3 . See, e. g., Joy v. Chau, 377 N.E.2d 670 (Ind. Ct.App.1978); Holton v. Pfingst, 534 S.W.2d 786 (Ky.1976); Downer v. Veilleux, 322 A.2d 82 (Maine 1974); Sard v. Hardy, 281 Md. 432, 379 A.2d 1014 (1977); Small v. Gifford Mem. Hosp., 133 Vt. 552, 349 A.2d 703 (1975); ZeBarth v. Swedish Hosp. Medical Center, 81 Wash.2d 12, 499 P.2d 1 (1972); Trogun v. Fruchtman, 58 Wis.2d 596, 207 N.W.2d 297 (1973).

4 . The record before us does not reveal whether the trial judge was of the view that Oklahoma did not recognize “informed consent” or whether he believed the evidence was insufficient to warrant an instruction on the doctrine even if recognized. Even if the trial court’s refusal to give the instruction was based on his view of the applicable state law, we are not foreclosed from deciding otherwise. Although we will give weight to a trial judge’s perception of the law of his resident state when the law is unclear, Glenn Justice Mortgage Co., Inc. v. First Nat’l Bank, 592 F.2d 567, 571 (10th Cir. 1979), if the state court itself has indicated the direction in which it intends to move in an unclear area of the law, we will move with the state court in that direction.

5 . These jurisdictions split on whether expert testimony is needed to establish the standard. They are further split on whether expert testimony, if needed, should focus on the standard of practice of physicians generally, of physicians in the locality, or of physicians in the same specialty. Annot., 52 A.L.R.3d 1084 (1973).

6 . We have chosen between the tests only because the Oklahoma Court has indicated it would do so. The Court need not, however, consider itself so limited. The better practice would be to adopt a rule allowing for the application of whichever test best comports with the theories of the parties and the evidence produced during the trial.

7 . The duty of the doctor to inform the patient is in the nature of a fiduciary duty; thus, the patient has the right to decide what medical procedure he will undertake and the doctor must supply the patient with the material facts the patient will need in order intelligently to make that decision. It is not for the medical profession to establish a criterion for the dissemination of information to the patient based upon what the doctors feel the patient should be told. See Small v. Gifford Mem. Hosp., 133 Vt. 552, 349 A.2d 703 (1975).

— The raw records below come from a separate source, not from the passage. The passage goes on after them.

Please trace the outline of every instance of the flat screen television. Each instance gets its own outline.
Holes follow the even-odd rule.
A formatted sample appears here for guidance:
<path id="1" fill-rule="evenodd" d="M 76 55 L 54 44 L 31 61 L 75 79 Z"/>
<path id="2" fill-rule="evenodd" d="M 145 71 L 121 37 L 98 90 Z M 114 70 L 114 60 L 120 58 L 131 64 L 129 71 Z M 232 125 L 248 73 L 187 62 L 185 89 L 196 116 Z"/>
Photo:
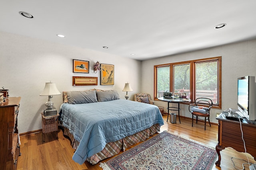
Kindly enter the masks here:
<path id="1" fill-rule="evenodd" d="M 255 113 L 255 77 L 246 76 L 237 79 L 237 105 L 244 117 L 256 119 Z"/>

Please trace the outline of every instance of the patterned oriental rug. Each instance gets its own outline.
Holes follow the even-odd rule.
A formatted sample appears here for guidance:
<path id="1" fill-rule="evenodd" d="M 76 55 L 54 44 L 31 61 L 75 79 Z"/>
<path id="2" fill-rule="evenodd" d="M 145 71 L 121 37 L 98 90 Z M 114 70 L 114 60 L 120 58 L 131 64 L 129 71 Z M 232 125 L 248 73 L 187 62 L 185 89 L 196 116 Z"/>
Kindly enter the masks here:
<path id="1" fill-rule="evenodd" d="M 104 170 L 208 170 L 217 157 L 214 149 L 164 131 L 100 166 Z"/>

8 . Phacoemulsification is a surgical procedure first used about ten years before the surgery in this case. It entails a three millimeter incision in the eye, into which a small needle is inserted. The needle then vibrates at 45,000 vibrations per second. When it touches the cataract, the vibrations emulsify the cataract and the particles are removed from the eye by a suction technique.

The other surgical procedure for removing cataracts is called intracapsular surgery. It involves a 180 degree incision into the eye. The entire cataract is removed intact in the membrane surrounding it.